2. The Guidelines clarify certain supporting measures to facilitate and secure the outbound investment, including:
a. Improve services for enterprises in respect of taxation, foreign exchange, insurance, customs and information for encouraged categories of outbound investment;
Guide enterprises to participate in a prudent manner and give necessary tips for restricted categories of outbound investment;
Take effective measures on the strict management and control for prohibited categories of outbound investment.
b. Strengthen the review of authenticity and compliance of outbound investment;
Establish an outbound investment blacklist system;
Establish an inter-department information sharing mechanism;
Establish and improve decision-making system, financial management system and accountability system for the violation of regulations for outbound investment;
Establish an outbound investment capital system for state-owned enterprises;
Improve the outbound investment auditing system for state-owned enterprises.
c. Establish a code of conduct for outbound investment to guide enterprises to establish and improve overseas compliance risk review, control and decision-making system;
Strengthen institutional cooperation with relevant countries in respect of investment protection, finance and personnel exchanges;
Support the development of service providers such as assets assessment, legal services, accounting services, tax services, investment consultants, design consulting, risk assessment, certification and arbitration, in order to serve the enterprises carrying out outbound investment.

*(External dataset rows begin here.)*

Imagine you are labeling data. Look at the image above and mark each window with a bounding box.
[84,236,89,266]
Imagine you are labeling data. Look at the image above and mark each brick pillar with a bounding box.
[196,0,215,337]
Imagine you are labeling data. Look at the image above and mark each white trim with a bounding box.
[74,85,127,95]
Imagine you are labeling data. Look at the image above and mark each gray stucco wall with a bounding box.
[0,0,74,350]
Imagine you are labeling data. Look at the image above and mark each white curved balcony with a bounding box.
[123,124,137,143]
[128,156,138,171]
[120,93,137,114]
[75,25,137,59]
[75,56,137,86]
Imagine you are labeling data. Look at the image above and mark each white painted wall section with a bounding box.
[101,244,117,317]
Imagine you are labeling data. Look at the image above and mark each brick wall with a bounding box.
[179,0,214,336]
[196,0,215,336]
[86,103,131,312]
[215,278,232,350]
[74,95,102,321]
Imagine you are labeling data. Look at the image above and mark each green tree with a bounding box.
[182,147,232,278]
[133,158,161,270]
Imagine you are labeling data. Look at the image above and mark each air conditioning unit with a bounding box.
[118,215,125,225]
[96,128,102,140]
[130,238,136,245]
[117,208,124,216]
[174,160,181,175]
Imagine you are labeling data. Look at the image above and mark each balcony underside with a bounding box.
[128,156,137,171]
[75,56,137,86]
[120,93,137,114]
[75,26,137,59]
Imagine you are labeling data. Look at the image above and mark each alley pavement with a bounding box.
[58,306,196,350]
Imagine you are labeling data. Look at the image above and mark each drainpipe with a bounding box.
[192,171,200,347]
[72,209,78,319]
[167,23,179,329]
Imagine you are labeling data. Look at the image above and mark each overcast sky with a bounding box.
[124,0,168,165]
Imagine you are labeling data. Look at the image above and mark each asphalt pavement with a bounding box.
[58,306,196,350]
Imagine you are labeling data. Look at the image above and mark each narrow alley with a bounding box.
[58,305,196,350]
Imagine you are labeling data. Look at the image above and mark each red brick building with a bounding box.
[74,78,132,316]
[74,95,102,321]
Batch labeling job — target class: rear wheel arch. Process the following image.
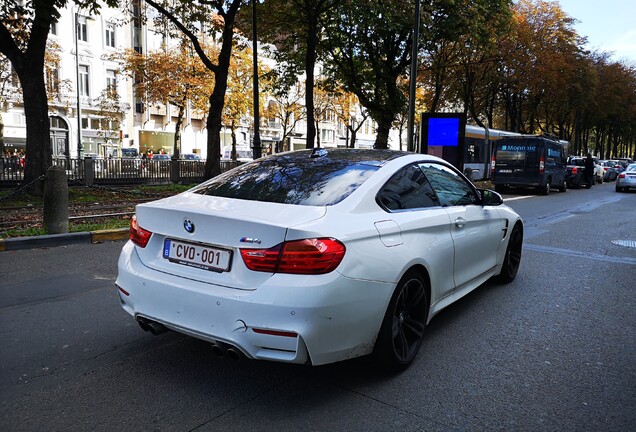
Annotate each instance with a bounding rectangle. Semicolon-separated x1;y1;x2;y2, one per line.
373;264;431;372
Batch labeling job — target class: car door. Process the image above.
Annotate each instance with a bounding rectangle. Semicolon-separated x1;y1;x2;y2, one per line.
420;162;505;289
375;164;455;306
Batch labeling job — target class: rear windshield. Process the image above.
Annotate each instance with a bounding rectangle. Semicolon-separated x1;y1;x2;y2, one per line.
193;150;396;206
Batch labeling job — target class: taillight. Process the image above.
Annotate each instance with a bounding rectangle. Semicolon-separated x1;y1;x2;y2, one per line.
130;215;152;248
241;238;346;274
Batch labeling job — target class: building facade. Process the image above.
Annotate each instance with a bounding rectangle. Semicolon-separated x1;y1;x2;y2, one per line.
0;0;397;162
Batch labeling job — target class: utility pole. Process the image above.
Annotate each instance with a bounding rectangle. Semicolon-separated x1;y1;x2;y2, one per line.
252;0;262;159
75;10;84;159
407;0;420;151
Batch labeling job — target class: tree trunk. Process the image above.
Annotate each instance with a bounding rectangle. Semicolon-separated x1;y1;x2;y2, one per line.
16;52;53;195
305;11;318;149
374;112;393;149
172;101;185;160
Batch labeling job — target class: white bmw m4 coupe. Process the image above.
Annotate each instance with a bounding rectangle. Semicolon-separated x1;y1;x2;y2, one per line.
116;149;523;370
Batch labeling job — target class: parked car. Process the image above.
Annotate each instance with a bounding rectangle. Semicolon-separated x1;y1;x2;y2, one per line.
116;149;523;369
148;153;172;172
565;156;585;189
616;164;636;192
181;153;203;161
594;158;605;183
599;160;618;182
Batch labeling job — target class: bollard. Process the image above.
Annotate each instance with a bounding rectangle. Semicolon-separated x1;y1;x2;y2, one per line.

d. Regularly release Country-by-Country Reports on the Facilitation of Investment Operation;
Strengthen guidance and supervision for the enterprises to carry out investment in countries and regions with high risks, timely give warning and notification of the political, economic and social major risks in relevant countries;
Urge enterprises to carry out safety risk assessment on outbound projects, to properly forecast and respond to project safety risks, to establish and improve the security system, to strengthen security training and to enhance safety.
3. Comments
The Guidelines create the clear framework of supervision and management over the outbound investment through the principle of record-filing based and negative list management system, which will improve the facilitation level of outbound investment and further promote the reform of streamlining administration, combination of decentralization and control, as well as government service optimizing.
The Guidelines add two categories below to restricted outbound investment, which will apply to the approval management system for outbound investment instead of record-filing system, so that we need to pay attention to this change in order to understand the new trend of restrictions on certain fields of outbound investment:
i. Outbound investment in real estate, hotels, cinemas, entertainment and sports clubs, etc.;
ii. Setting up equity investment funds or investment platforms abroad without specific industrial projects.
The Guidelines establish categories and support measures which will help to improve the management of outbound investment. However, such regulations seem to be broad and may bring the difficulties during the application of the Guidelines. Therefore, the detailed implementational measures need to be published to specify those uncertainties in future.